En 1994, Werner Egiomue, un vieil homme aux cheveux poivre et sel, s’installe devant une caméra à Berlin et déroule l’extraordinaire histoire de sa famille afro-allemande. Il a raconté au journaliste l’interviewant comment son grand-père, M’bonga Egiomue, a émigré de la colonie alors allemande du Cameroun à Berlin en 1896, et bien qu’il ait été initialement un sujet colonial de l’Empire allemand, il est devenu apatride après la première guerre mondiale. Il a parlé des nombreux mariages de M’bonga, de ses enfants et de son travail dans l’industrie cinématographique allemande. Il a poursuivi en expliquant comment lui-même avait survécu à l’Allemagne nazie en tant qu’homme noir et avait construit une vie pour lui et sa famille à Berlin après la partition de la ville.

J’ai découvert l’histoire remarquable de la famille Egiomue et bien d’autres semblables lorsque j’ai vu l’exposition Trotz Allem : Migration vers la métropole coloniale de Berlin dans le quartier populaire de Kreuzberg, dans la capitale allemande.

L’exposition retrace la vie de nombreux sujets coloniaux africains, arabes et asiatiques qui ont émigré à Berlin au XIXe siècle, ainsi que leurs descendants. Il met en lumière la promesse et le péril d’être un migrant non européen dans l’Allemagne du XIXe et du début du XXe siècle, de l’inconfort d’être forcé de participer à des spectacles de ménestrel à l’espoir de fonder une famille et une entreprise.

L’exposition explore la vie de migrants non européens qui sont venus en Allemagne dans des circonstances particulières et ont dû faire face à des défis très différents.
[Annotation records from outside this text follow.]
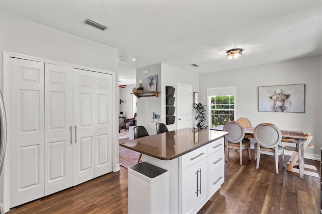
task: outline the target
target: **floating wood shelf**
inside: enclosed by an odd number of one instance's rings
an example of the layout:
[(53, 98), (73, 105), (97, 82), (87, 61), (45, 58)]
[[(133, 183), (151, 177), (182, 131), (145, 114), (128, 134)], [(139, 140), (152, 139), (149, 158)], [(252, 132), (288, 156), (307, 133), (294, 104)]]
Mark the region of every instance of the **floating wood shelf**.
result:
[[(161, 91), (146, 91), (139, 92), (137, 93), (133, 93), (137, 98), (142, 97), (144, 96), (159, 96), (159, 93)], [(132, 94), (132, 93), (131, 93)]]

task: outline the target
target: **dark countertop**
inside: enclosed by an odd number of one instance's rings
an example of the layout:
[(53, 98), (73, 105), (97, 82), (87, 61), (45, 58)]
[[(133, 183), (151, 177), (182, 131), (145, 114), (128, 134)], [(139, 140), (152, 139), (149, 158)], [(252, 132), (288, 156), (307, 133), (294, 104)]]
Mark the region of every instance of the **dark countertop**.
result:
[(169, 160), (227, 134), (226, 132), (188, 128), (124, 141), (120, 146), (160, 160)]

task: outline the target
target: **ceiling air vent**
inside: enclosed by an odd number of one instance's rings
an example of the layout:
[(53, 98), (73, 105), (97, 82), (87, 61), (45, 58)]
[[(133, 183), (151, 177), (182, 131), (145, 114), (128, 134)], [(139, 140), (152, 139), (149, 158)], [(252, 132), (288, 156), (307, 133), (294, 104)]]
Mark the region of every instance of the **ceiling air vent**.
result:
[(90, 19), (86, 19), (84, 22), (85, 24), (87, 24), (89, 25), (94, 27), (94, 28), (98, 28), (102, 31), (104, 31), (105, 30), (108, 29), (109, 28), (110, 28), (107, 26), (103, 25), (101, 24), (100, 24), (94, 21), (91, 20)]

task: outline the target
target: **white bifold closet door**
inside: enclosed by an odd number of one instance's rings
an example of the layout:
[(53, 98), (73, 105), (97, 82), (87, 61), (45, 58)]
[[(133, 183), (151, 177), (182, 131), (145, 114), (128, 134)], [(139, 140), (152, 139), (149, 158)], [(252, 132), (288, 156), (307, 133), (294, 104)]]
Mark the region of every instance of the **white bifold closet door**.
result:
[(12, 58), (10, 66), (7, 154), (13, 207), (44, 196), (45, 78), (43, 63)]
[(112, 76), (10, 58), (10, 208), (112, 171)]
[(45, 64), (46, 195), (73, 185), (72, 71)]
[(74, 185), (112, 171), (112, 76), (74, 68)]

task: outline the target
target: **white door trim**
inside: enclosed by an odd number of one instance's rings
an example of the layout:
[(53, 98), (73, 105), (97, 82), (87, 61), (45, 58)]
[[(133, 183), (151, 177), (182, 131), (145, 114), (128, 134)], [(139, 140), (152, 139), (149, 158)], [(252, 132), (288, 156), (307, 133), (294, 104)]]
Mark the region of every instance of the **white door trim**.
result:
[[(116, 111), (116, 100), (118, 99), (118, 97), (116, 97), (116, 91), (118, 91), (116, 88), (116, 75), (115, 72), (110, 71), (107, 70), (104, 70), (99, 69), (97, 68), (90, 68), (86, 66), (84, 66), (79, 65), (75, 65), (69, 63), (66, 63), (62, 62), (59, 62), (54, 60), (49, 60), (47, 59), (43, 59), (39, 57), (33, 57), (28, 56), (24, 54), (20, 54), (16, 53), (13, 53), (7, 51), (4, 51), (3, 54), (3, 99), (5, 104), (5, 107), (6, 110), (6, 116), (7, 127), (7, 133), (9, 132), (9, 127), (10, 126), (10, 119), (8, 117), (10, 115), (10, 106), (9, 106), (9, 73), (10, 72), (10, 58), (15, 57), (18, 58), (22, 59), (29, 60), (32, 61), (36, 61), (45, 63), (54, 64), (58, 65), (65, 66), (68, 67), (72, 67), (73, 68), (77, 68), (79, 69), (89, 70), (91, 71), (94, 71), (100, 73), (107, 73), (111, 74), (112, 76), (112, 111), (113, 112), (117, 112)], [(116, 99), (117, 98), (118, 99)], [(118, 114), (115, 114), (115, 116), (112, 119), (112, 123), (115, 124), (115, 126), (113, 126), (112, 129), (113, 133), (112, 136), (112, 141), (115, 143), (113, 144), (112, 146), (112, 156), (113, 156), (113, 172), (117, 171), (120, 170), (120, 167), (119, 165), (118, 160), (116, 159), (116, 157), (118, 158), (118, 135), (117, 136), (117, 134), (118, 133), (118, 127), (116, 127), (118, 121)], [(6, 149), (6, 155), (5, 156), (5, 159), (4, 162), (4, 166), (2, 174), (3, 176), (3, 204), (0, 204), (3, 206), (3, 208), (5, 212), (9, 211), (9, 154), (8, 151), (9, 145), (8, 142), (10, 142), (10, 137), (7, 136), (7, 144)], [(116, 143), (118, 143), (118, 146), (116, 146)], [(117, 153), (117, 155), (116, 153)], [(1, 185), (1, 184), (0, 184)]]

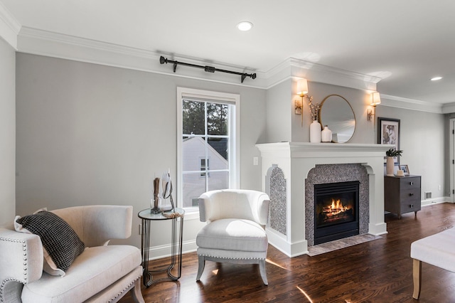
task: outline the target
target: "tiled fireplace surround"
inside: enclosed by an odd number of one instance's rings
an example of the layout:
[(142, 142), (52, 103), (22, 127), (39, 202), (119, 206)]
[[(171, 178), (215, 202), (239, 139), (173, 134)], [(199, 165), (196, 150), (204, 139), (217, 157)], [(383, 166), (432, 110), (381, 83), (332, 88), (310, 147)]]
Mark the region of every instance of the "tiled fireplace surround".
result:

Il existe de nombreuses histoires de migrants des colonies africaines allemandes comme M’bonga, qui ont été exhibés dans des soi-disant « zoos humains » et forcés d’accomplir des routines dégradantes pour le divertissement du public allemand. Il y a aussi les histoires d’érudits chinois, comme Xue Shen, qui sont venus à Berlin pour enseigner les « langues orientales ». Il y a même l’histoire de Mahmoud Osman, un soldat tunisien de l’armée française qui a fait défection et rejoint les forces allemandes pendant la Première Guerre mondiale et s’est finalement installé définitivement en Allemagne.

À première vue, l’exposition semble en être une sur l’histoire. Mais un engagement plus profond avec ce qu’il a à offrir fait comprendre qu’il s’agit en fait d’un ajout essentiel à la conversation en cours sur la migration, et en particulier la migration non européenne, en Allemagne.
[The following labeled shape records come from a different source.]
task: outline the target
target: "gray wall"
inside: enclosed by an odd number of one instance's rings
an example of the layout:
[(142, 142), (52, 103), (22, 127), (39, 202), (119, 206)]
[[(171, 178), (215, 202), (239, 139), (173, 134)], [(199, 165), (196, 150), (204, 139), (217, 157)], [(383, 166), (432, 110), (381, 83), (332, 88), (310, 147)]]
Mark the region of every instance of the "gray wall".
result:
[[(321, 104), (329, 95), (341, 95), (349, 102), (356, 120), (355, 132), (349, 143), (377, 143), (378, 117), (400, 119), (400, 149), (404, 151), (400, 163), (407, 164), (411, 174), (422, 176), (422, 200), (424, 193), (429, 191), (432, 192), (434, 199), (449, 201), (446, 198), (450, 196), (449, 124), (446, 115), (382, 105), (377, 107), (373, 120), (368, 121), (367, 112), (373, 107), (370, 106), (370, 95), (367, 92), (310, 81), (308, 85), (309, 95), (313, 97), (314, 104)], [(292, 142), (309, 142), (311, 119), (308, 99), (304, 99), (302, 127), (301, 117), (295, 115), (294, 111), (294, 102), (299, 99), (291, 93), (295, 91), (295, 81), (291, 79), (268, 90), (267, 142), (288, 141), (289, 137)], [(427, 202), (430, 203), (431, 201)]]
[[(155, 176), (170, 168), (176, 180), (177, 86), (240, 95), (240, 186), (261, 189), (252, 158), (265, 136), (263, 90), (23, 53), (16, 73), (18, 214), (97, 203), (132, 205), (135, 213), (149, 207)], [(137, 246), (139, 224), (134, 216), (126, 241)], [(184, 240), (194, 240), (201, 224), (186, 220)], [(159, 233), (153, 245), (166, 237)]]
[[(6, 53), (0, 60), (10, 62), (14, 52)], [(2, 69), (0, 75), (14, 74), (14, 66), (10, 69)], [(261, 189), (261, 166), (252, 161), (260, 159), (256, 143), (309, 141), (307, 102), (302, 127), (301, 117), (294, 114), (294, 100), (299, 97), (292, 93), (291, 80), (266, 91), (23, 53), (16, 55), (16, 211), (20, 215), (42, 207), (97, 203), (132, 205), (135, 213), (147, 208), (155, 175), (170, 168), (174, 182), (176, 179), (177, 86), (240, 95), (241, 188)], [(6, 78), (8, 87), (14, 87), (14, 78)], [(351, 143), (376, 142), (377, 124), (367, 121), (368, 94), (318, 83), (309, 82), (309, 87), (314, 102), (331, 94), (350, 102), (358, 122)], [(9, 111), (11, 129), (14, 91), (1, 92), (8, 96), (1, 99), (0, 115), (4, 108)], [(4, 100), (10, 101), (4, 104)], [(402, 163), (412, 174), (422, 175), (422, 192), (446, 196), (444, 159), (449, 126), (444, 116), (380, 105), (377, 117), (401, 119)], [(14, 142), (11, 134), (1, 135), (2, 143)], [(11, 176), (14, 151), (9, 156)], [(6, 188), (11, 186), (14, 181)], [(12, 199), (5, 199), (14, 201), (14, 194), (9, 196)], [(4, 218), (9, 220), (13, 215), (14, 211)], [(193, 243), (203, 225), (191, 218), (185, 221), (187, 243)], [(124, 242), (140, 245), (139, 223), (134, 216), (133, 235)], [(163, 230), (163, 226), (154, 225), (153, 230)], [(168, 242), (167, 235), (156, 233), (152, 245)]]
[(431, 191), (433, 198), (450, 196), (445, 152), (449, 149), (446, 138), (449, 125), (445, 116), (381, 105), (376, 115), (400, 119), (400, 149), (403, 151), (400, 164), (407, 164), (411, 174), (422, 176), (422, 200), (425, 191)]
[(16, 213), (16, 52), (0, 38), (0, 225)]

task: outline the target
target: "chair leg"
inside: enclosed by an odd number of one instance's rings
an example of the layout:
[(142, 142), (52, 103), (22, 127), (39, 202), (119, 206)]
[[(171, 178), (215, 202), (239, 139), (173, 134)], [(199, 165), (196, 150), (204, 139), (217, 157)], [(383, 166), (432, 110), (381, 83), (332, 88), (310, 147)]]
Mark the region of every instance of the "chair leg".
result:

Premièrement, alors que les expériences migratoires décrites dans l’exposition sont à bien des égards uniques à leur époque, il est difficile de ne pas voir des parallèles remarquables entre elles et les expériences migratoires des non-Européens dans l’Allemagne moderne.
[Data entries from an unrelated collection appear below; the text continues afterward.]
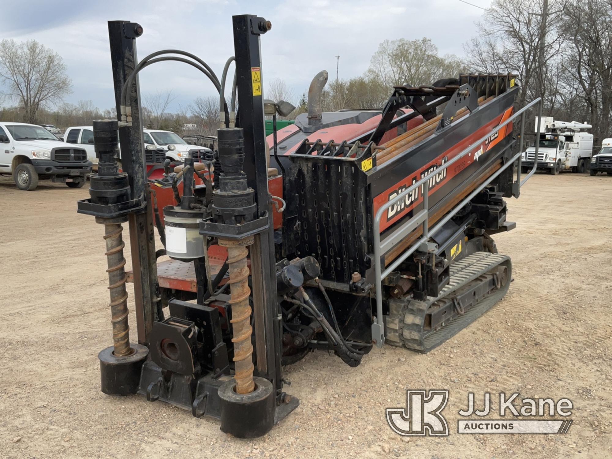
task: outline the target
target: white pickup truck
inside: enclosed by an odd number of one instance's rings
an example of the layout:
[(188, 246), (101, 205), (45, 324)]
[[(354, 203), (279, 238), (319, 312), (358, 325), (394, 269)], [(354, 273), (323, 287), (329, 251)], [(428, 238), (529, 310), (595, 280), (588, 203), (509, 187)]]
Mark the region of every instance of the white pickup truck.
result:
[[(174, 163), (182, 163), (185, 158), (194, 150), (204, 150), (207, 153), (212, 150), (206, 147), (188, 145), (187, 143), (171, 131), (160, 131), (155, 129), (144, 129), (144, 147), (149, 152), (165, 152), (165, 158), (170, 158)], [(94, 149), (94, 128), (92, 126), (72, 126), (66, 129), (64, 140), (68, 143), (78, 144), (87, 151), (88, 159), (97, 169), (98, 159)], [(165, 159), (164, 158), (163, 159)], [(147, 160), (148, 160), (147, 158)], [(162, 160), (162, 162), (163, 160)], [(154, 161), (153, 162), (156, 162)]]
[(84, 149), (62, 142), (43, 127), (0, 122), (0, 175), (12, 175), (20, 190), (34, 190), (39, 179), (80, 188), (91, 166)]
[(166, 157), (174, 163), (182, 163), (192, 154), (194, 150), (200, 150), (212, 154), (212, 150), (199, 145), (189, 145), (172, 131), (162, 131), (159, 129), (144, 129), (144, 143), (151, 143), (155, 147), (161, 147), (168, 151)]
[(612, 138), (602, 141), (602, 149), (591, 159), (591, 175), (597, 175), (598, 172), (605, 172), (612, 175)]

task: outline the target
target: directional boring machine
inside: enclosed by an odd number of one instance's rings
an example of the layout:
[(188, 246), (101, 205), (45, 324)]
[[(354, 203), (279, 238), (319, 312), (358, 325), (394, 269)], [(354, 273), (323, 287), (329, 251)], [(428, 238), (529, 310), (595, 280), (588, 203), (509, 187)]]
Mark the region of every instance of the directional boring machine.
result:
[[(386, 342), (428, 352), (504, 296), (512, 265), (491, 235), (514, 227), (504, 198), (518, 197), (537, 166), (521, 179), (512, 131), (520, 117), (522, 134), (540, 101), (515, 111), (516, 75), (469, 74), (395, 87), (382, 109), (323, 113), (323, 71), (308, 113), (266, 139), (259, 42), (272, 24), (244, 15), (233, 26), (235, 56), (220, 80), (179, 50), (139, 62), (143, 28), (108, 23), (118, 119), (94, 121), (99, 170), (78, 212), (105, 228), (113, 343), (99, 356), (102, 392), (166, 401), (254, 438), (299, 404), (283, 390), (283, 365), (327, 349), (356, 367)], [(218, 151), (195, 150), (174, 168), (167, 160), (153, 179), (138, 73), (168, 61), (218, 92)], [(160, 286), (168, 261), (175, 277), (193, 270), (192, 291)]]

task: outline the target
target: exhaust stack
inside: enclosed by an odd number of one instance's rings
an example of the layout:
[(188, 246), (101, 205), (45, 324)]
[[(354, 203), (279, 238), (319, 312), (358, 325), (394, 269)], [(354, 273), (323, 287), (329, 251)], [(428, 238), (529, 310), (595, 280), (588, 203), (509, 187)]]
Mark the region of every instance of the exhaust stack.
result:
[(321, 70), (315, 75), (308, 88), (308, 120), (311, 126), (321, 124), (321, 94), (328, 76), (327, 70)]

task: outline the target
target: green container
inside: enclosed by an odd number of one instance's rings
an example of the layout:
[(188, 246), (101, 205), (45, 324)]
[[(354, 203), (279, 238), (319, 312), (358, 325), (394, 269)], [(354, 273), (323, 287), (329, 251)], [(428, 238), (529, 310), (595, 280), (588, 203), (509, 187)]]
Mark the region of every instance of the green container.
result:
[[(278, 119), (276, 121), (276, 130), (277, 131), (280, 131), (283, 127), (286, 127), (289, 124), (293, 124), (296, 122), (294, 119)], [(266, 119), (266, 136), (270, 135), (272, 133), (274, 128), (272, 127), (272, 120)]]

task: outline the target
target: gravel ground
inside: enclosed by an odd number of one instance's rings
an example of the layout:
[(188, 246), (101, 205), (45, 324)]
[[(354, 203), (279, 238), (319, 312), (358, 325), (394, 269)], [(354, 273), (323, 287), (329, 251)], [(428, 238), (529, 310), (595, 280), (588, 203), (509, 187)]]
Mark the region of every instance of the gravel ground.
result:
[[(426, 355), (375, 348), (351, 368), (308, 354), (285, 370), (299, 408), (255, 441), (160, 402), (100, 392), (110, 312), (102, 228), (76, 212), (87, 196), (43, 182), (21, 192), (0, 179), (0, 457), (612, 456), (612, 177), (534, 176), (509, 200), (517, 229), (496, 237), (513, 265), (502, 301)], [(387, 424), (385, 408), (422, 388), (450, 390), (449, 436), (402, 438)], [(565, 435), (457, 434), (467, 393), (477, 401), (486, 391), (569, 398), (573, 424)]]

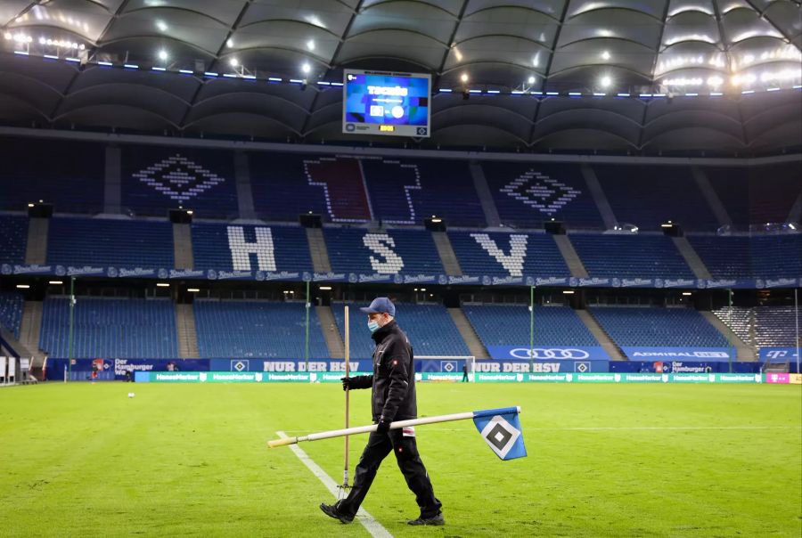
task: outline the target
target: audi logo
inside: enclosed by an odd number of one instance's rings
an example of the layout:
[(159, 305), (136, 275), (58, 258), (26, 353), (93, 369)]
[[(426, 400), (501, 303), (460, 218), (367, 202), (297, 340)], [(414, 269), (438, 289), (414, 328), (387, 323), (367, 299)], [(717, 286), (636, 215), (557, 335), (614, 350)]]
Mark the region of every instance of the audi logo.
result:
[(510, 351), (516, 359), (586, 359), (590, 354), (582, 349), (547, 349), (545, 347), (516, 347)]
L’exposition montre que les migrants du XIXe siècle en Allemagne, qu’ils aient été forcés de quitter leur pays d’origine ou qu’ils aient été choisis pour le faire pour quelque raison que ce soit, avaient tous des rêves et des désirs très similaires à ceux des migrants modernes : recevoir une éducation, trouver un logement et un travail appropriés, trouver quelqu’un à aimer et avec qui fonder une famille… en bref être en sécurité, heureux et accepté.

Bien que les données sur ces migrants soient rares, les preuves présentées dans l’exposition suggèrent qu’ils ont dû faire face à des obstacles similaires à ceux des migrants non européens d’aujourd’hui alors qu’ils tentaient de construire leur vie dans le Berlin du XIXe siècle. Le racisme, à la fois manifeste et caché, était peut-être le principal défi qui les retenait. Les migrants formellement éduqués des colonies africaines, par exemple, ne pouvaient obtenir que des emplois de statut inférieur tels que portier, chauffeur ou artiste en raison de leur couleur de peau et de leur origine immigrée.

Même si nous ignorons ces parallèles, Trotz Allem ajoute à la conversation continue de l’Allemagne sur la migration simplement en démontrant que les migrants non européens sont non seulement présents dans ce pays mais font partie intégrante de son tissu depuis plus d’un siècle.

En effet, à côté des témoignages d’Afro-Allemands comme Egiomue, on voit des photographies et autres documents qui attestent du fait ineffable que les Noirs vivaient et respiraient dans toute leur complexité en Allemagne bien avant le moment présent.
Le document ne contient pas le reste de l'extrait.